Tramite un immagine dello stesso individuo, quante persone avremmo di ritorno? Quante storie potremmo creare ? Questo, è un aspetto della fotografia che mi ha sempre incuriosito. IO stesso saprei dire chi, di queste 4 immagini sono realmente? Dove trovare il mio zero fotografico? Barthes ci dice che noi fotografiamo l’esperienza della vita in un volto, quindi la storia delle sue storie. Ciò mi fa pensare che forse, non riusciremo mai a trovarci realmente, perché se il tempo ci evolve ( nel bene o nel male ), la fotografia desecreta i nostri scheletri nell’armadio o ne crea di nuovi, invisibili persino a noi stessi finché non li comprendiamo!
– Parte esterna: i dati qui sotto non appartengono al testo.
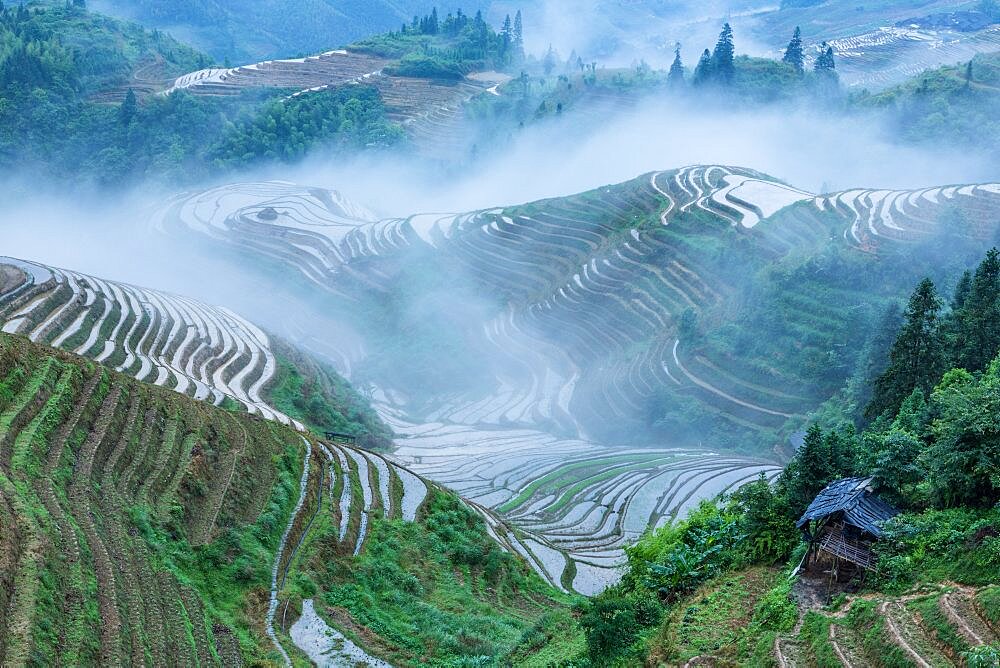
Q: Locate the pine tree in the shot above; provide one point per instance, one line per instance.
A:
(917, 356)
(810, 470)
(977, 326)
(825, 63)
(793, 54)
(506, 38)
(962, 291)
(549, 62)
(675, 78)
(517, 35)
(703, 71)
(723, 58)
(129, 108)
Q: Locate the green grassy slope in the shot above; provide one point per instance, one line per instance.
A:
(266, 29)
(156, 519)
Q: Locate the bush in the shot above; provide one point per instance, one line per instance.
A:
(958, 544)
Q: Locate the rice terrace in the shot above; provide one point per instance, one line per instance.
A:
(588, 335)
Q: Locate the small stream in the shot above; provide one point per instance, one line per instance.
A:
(325, 646)
(272, 608)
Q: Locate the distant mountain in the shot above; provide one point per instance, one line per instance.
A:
(258, 29)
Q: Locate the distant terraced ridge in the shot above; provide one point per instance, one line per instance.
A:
(574, 503)
(594, 287)
(61, 308)
(431, 111)
(574, 270)
(82, 583)
(595, 277)
(206, 352)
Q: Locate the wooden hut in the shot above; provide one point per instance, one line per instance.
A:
(844, 520)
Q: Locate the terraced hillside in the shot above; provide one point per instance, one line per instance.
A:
(629, 315)
(163, 523)
(431, 111)
(892, 54)
(589, 295)
(208, 353)
(934, 626)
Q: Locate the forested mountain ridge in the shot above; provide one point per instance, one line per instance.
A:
(238, 31)
(165, 523)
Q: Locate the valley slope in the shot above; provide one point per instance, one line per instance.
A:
(593, 364)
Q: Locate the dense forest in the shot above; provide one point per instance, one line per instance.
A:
(932, 448)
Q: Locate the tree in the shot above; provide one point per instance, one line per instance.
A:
(825, 63)
(517, 36)
(675, 78)
(793, 53)
(977, 321)
(129, 108)
(723, 58)
(506, 38)
(549, 62)
(809, 471)
(916, 358)
(964, 458)
(703, 71)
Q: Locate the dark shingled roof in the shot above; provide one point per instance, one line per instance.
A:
(853, 497)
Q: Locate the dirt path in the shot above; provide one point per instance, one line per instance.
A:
(656, 186)
(836, 646)
(897, 637)
(272, 607)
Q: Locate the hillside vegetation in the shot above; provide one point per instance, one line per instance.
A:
(164, 523)
(78, 89)
(239, 31)
(931, 600)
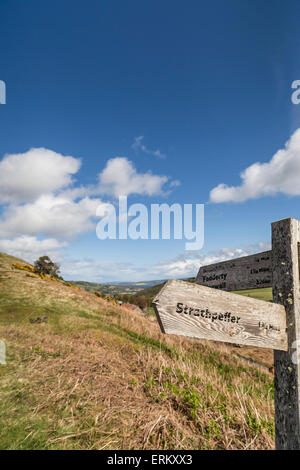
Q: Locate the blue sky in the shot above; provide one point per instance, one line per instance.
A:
(207, 84)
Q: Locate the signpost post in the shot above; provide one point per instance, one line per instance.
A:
(201, 311)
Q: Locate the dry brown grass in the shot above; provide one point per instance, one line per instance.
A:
(97, 376)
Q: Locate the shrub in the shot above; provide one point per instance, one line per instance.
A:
(44, 265)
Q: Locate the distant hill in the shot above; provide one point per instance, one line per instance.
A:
(82, 373)
(117, 287)
(152, 291)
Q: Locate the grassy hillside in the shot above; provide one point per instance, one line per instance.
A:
(97, 376)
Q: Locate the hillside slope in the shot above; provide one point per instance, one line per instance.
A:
(98, 376)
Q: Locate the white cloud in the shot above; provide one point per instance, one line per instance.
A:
(30, 248)
(182, 266)
(120, 178)
(50, 215)
(280, 175)
(138, 145)
(26, 176)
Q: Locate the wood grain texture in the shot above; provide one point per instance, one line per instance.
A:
(247, 272)
(187, 309)
(285, 239)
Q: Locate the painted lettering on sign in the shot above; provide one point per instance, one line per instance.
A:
(247, 272)
(196, 311)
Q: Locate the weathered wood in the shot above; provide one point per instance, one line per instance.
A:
(247, 272)
(285, 238)
(187, 309)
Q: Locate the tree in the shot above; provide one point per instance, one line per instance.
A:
(44, 265)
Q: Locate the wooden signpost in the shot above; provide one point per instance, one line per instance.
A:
(201, 311)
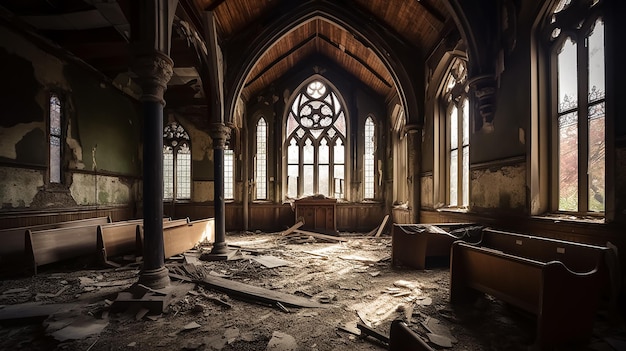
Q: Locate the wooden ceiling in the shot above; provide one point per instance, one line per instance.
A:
(97, 32)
Che la fotografia abbia un potere rivelatore? non lo so, ma è un fatto che un immagine può essere un indizio verso un pianeta sconosciuto. Alla prossima !!

4 thoughts on “Stati d’animo.

  1. Evaporata says:

    Non è facile capire il senso di questo articolo. Bisogna leggerlo più volte.

  2. Gravantes says:

    Grazie Ale, già è uno dei tanti motivi!!

  3. Gravantes says:

    Posso immaginare Nadia,. Anch’io all’inizio di certe letture riguardanti la fotografia, ho fatto fatica, e spesso e volentieri devo rileggere alcuni testi.